U.S. Attorney Melinda Haag, whose office was part of a statewide crackdown on pot dispensaries, was not to be seen, while Oakland city attorney Barbara Parker sat at counsel’s table beside the city’s pro bono legal team from Morrison & Foerster. Dozens of Harborside customers attended the hearing adorned with pot leaf patches and pins.

The actual arguments were technical and succinct. James, who did not rule from the bench, kept the battery of lawyers on a tight leash, repeatedly reminding counsel she had read their briefs and understood the issues.

“I have read this case backwards and forwards,” said James, who gave no indication of how she’d rule.

That didn’t stop Oakland’s lead lawyer, MoFo partner Cedric Chao, from sneaking in a small rhetorical flourish, accusing Justice Department lawyers of operating in a “twilight zone” where legal rights and science don’t exist.

Kathryn Wyer, a Justice Department lawyer who has argued similar cases on behalf of the federal government, told the judge that allowing Oakland to interfere in a forfeiture case where it lacks standing “would overturn the entire forfeiture scheme.”

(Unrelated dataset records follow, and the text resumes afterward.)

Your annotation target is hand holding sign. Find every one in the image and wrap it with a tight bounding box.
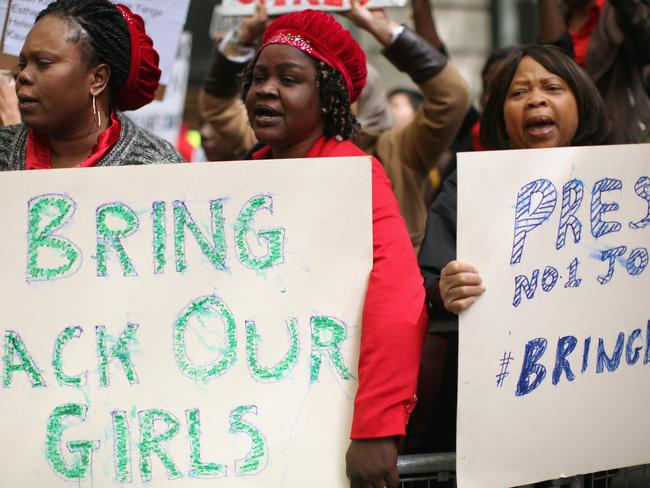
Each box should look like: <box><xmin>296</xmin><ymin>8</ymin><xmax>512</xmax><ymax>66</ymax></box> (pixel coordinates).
<box><xmin>440</xmin><ymin>261</ymin><xmax>485</xmax><ymax>314</ymax></box>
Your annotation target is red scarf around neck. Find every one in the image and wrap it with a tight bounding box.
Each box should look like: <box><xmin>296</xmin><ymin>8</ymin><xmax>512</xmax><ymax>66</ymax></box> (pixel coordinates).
<box><xmin>25</xmin><ymin>113</ymin><xmax>121</xmax><ymax>169</ymax></box>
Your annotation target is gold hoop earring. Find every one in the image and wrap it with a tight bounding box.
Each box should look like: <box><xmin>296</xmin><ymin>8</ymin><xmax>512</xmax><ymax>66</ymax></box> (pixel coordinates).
<box><xmin>92</xmin><ymin>92</ymin><xmax>102</xmax><ymax>127</ymax></box>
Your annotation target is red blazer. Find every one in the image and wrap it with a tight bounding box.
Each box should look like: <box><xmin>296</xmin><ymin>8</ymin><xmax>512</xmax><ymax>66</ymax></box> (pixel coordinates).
<box><xmin>253</xmin><ymin>138</ymin><xmax>428</xmax><ymax>439</ymax></box>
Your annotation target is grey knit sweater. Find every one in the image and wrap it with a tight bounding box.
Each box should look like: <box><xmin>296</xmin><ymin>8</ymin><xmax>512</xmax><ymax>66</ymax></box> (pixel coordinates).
<box><xmin>0</xmin><ymin>113</ymin><xmax>184</xmax><ymax>171</ymax></box>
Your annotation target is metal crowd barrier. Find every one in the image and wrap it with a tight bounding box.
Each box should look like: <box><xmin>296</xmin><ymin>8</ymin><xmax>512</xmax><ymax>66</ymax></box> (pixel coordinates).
<box><xmin>397</xmin><ymin>452</ymin><xmax>650</xmax><ymax>488</ymax></box>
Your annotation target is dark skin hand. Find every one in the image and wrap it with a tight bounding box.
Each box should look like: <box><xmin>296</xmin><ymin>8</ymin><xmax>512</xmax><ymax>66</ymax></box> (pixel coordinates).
<box><xmin>345</xmin><ymin>437</ymin><xmax>399</xmax><ymax>488</ymax></box>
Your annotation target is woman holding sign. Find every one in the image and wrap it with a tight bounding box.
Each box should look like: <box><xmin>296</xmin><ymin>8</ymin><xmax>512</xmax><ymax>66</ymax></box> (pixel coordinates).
<box><xmin>243</xmin><ymin>10</ymin><xmax>427</xmax><ymax>487</ymax></box>
<box><xmin>419</xmin><ymin>46</ymin><xmax>607</xmax><ymax>314</ymax></box>
<box><xmin>0</xmin><ymin>0</ymin><xmax>182</xmax><ymax>171</ymax></box>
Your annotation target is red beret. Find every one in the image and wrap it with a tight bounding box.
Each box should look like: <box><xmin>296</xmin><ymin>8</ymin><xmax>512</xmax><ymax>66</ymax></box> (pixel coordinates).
<box><xmin>115</xmin><ymin>4</ymin><xmax>161</xmax><ymax>110</ymax></box>
<box><xmin>260</xmin><ymin>10</ymin><xmax>367</xmax><ymax>102</ymax></box>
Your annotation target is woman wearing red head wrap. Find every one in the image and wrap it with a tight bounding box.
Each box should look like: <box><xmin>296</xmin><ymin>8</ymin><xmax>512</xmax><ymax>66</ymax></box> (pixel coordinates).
<box><xmin>243</xmin><ymin>10</ymin><xmax>427</xmax><ymax>487</ymax></box>
<box><xmin>0</xmin><ymin>0</ymin><xmax>182</xmax><ymax>171</ymax></box>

The feds initiated the two forfeiture actions in July. In October, Oakland filed suit under the Administrative Procedure Act, accusing the federal government of a bait-and-switch.

In essence, the complaint alleges that federal officials promised there would be no enforcement against entities acting in accord with state law and have now pulled a 180-degree reversal at the city’s expense — literally. Closing regulated dispensaries would deprive the city of $1.4 million in projected annual business tax revenues.

Chao told James there was a behind-the-scenes policy shift in Washington, D.C., or San Francisco.

“Something has happened,” Chao said. “We don’t know what it is.”

Lawyers for Harborside’s landlords made it crystal clear where their clients are coming from. As Paul Avilla, lawyer for Concourse Business Center in San Jose, put it, “the very ownership of their property is being threatened.”

Assistant U.S. Attorney Arvon Perteet, who is handling the forfeiture cases for Haag’s office, tried to put a softer spin on the issue. The government isn’t seeking to put Harborside out of business, he said, just out of the marijuana business.

“They can sell popcorn there. They can sell candy there,” he said.

Harborside’s lawyer, Henry Wykowski, told James that ordering his client to stop selling marijuana from its current locations would be a death knell because “no other landlord is going to take them.”

Despite the current feud, landlord and tenant agree on one thing: The federal action is blocked by a five-year statute of limitations since Harborside has been operating in the open since 2006.

Government lawyers argue the statute of limitations restarted with every sale of marijuana.

By the time that issue came up, James was out of patience.

“That’s an issue for another day,” she said.